21 Mar

Trusting strangers

Captain's log, 20:37, 15 March 2214
Location: Wide orbit near Earth Moonbase, Home System
Status: Stationary and powered down

 

This is Captain Warwick reporting.

I wish I had better things to enter into this report. My ship is disabled, all of her major systems offline. Monaghan says there’s severe hardware damage but he assures me that the software should be fine. Starry is okay; she’s just offline for now.

Even I know that taking an AI offline is a dangerous move. Or rather, re-initialising them is the tricky part. But Monaghan says that he can get her back up, so I’m leaving him to it. I have to trust that he knows what he’s doing; he hasn’t failed us yet.

I’m not proud of how I reacted last night. Starry going down… I thought we were losing her. Really losing her. It was worse than facing down an angry star threatening to blow us all up. At least if that had happened, we wouldn’t have been here to miss our ship. Our Starry.

Perhaps I should just put the sensor log in here. The logging system is still running, at least.

 

Recording: 23:01, 14 March 2214
Location: Cargo Bay 3

STARRY: (looking at the captain) Keep you safe. (The hologram shatters, raining light.)

CAPTAIN: STARRY!

LANG LANG: (gasps and covers her mouth with a hand. Her eyes fill with tears.)

ROSIE: (blinks strickenly at the spot where the avatar was, then tenses her jaw and levels her weapon at the rescuees again. Her grip is so tight on her gun that her knuckles turn white.)

CAMERON: (presses her lips together unhappily but doesn’t take her attention off the star’s avatar.)

CAPT: MONAGHAN! Report!

(Silence.)

CAPT: Monaghan, you’d better–

CAMERON: (checking her forearm display) Captain, the internal comms are down. He can’t hear you.

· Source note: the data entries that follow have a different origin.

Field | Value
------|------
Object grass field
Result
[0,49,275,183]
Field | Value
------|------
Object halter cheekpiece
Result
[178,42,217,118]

CAPT: (snaps his mouth shut, scowling.)

KESS: What just–

CAPT: (rounding on her) You need to stop now. You’ve done enough damage today.

KESS: (blinks with surprise at the force of his anger) I heard your ship was different, but…

CAPT: If you want us to believe that a star has a spirit, then you should believe that a ship can have one too. Now stay out of our way. (He turns his back on her, addressing his crew.) Rosie, get those two to Med Bay and get them cleaned up. Swann, go get the doctor out of that escape pod and then see if you can get back on the laser defenses. There’s debris heading in our direction. Cameron, stay here and keep an eye on this lot. Dr Cirilli, work out what the hell this person is and what’s going on here. I want answers by the time I get back.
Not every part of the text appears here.